(Channel News Asia) – President-elect Halimah Yacob will occupy the “most controversial presidency in the history of Singapore”, former presidential candidate Tan Cheng Bock said on Wednesday (Sep 13).
Mdm Halimah submitted her nomination papers on Wednesday morning and will be sworn in as Singapore’s eighth President on Thursday.
The former Speaker of Parliament was the only person to qualify for the election, which was reserved for Malays following changes to the Elected Presidency. Two other presidential hopefuls, Mr Mohamed Salleh Marican and Mr Farid Khan, had their applications to stand for the election turned down as both did not meet a new requirement for private-sector candidates to helm companies with at least S$500 million in shareholders’ equity.
In a Facebook post on Wednesday, Dr Tan congratulated Mdm Halimah and said he wished her well, but called the walkover “disappointing”.
He noted that when a Constitutional Commission set up to review the Elected Presidency recommended scraping the election and reverting to an appointed Presidency, the Government rejected the idea. “They explained it was important for citizens to give the Presidency their ‘popular’ and ‘direct’ mandate,” Dr Tan said.
He raised the example of the 1993 Presidential Election, where former Deputy Prime Minister Goh Keng Swee “went out of his way” to persuade Mr Chua Kim Yeow to run, even though the Government’s “preferred candidate” was Ong Teng Cheong.
“Why? To prevent a walkover and give citizens the dignity of expressing their choice,” Dr Tan wrote.
He added that in 2011, he stood for election because he “did not want a walkover”.

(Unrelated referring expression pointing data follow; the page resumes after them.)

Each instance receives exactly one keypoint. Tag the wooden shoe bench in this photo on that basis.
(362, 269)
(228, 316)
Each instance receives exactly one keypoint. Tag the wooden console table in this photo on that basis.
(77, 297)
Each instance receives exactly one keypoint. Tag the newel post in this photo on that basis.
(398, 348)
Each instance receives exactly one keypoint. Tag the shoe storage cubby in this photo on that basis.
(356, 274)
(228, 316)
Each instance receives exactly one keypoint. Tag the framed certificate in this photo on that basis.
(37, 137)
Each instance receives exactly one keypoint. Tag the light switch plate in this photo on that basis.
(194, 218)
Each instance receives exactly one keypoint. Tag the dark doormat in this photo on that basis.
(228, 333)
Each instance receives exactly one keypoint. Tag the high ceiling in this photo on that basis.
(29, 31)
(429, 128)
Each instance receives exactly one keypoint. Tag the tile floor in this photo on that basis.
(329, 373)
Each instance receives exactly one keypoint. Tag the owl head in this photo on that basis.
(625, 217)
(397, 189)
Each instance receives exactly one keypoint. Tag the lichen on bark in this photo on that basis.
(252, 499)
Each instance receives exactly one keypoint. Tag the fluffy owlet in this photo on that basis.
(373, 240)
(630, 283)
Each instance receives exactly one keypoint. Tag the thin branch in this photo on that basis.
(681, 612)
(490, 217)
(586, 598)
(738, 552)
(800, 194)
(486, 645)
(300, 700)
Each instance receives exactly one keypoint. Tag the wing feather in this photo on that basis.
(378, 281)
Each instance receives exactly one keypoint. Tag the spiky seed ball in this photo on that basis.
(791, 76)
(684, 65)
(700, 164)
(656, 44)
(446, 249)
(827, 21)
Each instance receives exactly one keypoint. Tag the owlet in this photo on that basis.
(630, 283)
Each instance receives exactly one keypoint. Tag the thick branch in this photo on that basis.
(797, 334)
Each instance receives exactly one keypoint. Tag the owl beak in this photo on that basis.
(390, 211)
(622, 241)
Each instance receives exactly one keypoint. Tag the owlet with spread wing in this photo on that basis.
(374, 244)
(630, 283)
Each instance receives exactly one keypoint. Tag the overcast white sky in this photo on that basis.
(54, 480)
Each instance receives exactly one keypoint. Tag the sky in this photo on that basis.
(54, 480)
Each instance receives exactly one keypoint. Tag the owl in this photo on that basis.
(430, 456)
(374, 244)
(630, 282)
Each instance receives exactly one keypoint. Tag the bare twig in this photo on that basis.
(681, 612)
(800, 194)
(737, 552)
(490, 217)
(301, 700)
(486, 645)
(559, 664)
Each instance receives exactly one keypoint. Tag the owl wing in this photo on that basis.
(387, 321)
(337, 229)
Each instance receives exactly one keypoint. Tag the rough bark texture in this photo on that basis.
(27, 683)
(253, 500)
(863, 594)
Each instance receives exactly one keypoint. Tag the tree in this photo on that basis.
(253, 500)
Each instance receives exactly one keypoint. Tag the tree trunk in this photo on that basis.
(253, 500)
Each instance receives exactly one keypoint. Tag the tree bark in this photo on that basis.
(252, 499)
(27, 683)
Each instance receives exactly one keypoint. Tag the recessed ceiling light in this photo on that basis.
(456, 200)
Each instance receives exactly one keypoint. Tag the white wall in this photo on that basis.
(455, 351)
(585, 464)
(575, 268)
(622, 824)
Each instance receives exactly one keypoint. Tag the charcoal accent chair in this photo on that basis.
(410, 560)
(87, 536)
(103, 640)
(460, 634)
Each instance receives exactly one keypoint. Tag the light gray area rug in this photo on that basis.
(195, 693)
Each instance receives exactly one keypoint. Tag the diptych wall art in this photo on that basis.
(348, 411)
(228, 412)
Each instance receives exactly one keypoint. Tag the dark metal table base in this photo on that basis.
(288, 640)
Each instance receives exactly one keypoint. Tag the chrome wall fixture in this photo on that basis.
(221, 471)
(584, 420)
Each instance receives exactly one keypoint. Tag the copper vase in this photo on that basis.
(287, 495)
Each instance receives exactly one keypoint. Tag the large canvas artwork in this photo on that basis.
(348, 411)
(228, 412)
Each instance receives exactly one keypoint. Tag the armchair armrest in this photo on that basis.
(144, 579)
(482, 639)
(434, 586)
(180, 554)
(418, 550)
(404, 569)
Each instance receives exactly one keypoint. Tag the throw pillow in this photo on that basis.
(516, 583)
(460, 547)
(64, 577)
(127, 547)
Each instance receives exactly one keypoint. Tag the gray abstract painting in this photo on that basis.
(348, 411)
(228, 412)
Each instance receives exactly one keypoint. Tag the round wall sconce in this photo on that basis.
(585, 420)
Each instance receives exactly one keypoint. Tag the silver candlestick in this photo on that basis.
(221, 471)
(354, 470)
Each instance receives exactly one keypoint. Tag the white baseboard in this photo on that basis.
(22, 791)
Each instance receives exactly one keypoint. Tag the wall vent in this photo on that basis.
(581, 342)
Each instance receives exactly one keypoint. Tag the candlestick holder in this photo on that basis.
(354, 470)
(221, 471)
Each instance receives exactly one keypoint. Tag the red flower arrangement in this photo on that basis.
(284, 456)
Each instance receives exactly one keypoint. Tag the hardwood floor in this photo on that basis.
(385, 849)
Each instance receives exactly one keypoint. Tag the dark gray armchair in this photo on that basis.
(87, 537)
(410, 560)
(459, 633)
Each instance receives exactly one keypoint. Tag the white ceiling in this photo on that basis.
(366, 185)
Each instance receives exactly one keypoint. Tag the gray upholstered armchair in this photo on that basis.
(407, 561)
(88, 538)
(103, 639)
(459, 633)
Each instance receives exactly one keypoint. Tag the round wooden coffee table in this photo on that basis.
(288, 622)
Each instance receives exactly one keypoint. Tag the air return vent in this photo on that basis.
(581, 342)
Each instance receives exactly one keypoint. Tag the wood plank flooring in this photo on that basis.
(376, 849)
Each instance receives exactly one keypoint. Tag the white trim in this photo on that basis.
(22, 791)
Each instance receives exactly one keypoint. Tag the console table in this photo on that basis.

For this year’s Presidential Election, “everyone knew Mdm Halimah would win,” he said. “Still, we looked forward to a poll to tell the Government what we thought about the elections”, he added.
“People now feel muzzled and angry. Because when you take away our right to vote, you take away our political voice. You tell us that our choice does not matter.”
Dr Tan said that this year’s Presidential Election had been a “quiet affair” but there is now a “deafening silence awakening the nation”.
“We did not get a chance to speak with our vote this round, but the time will come. And when it does, it will be thunderous. Of this I am sure.”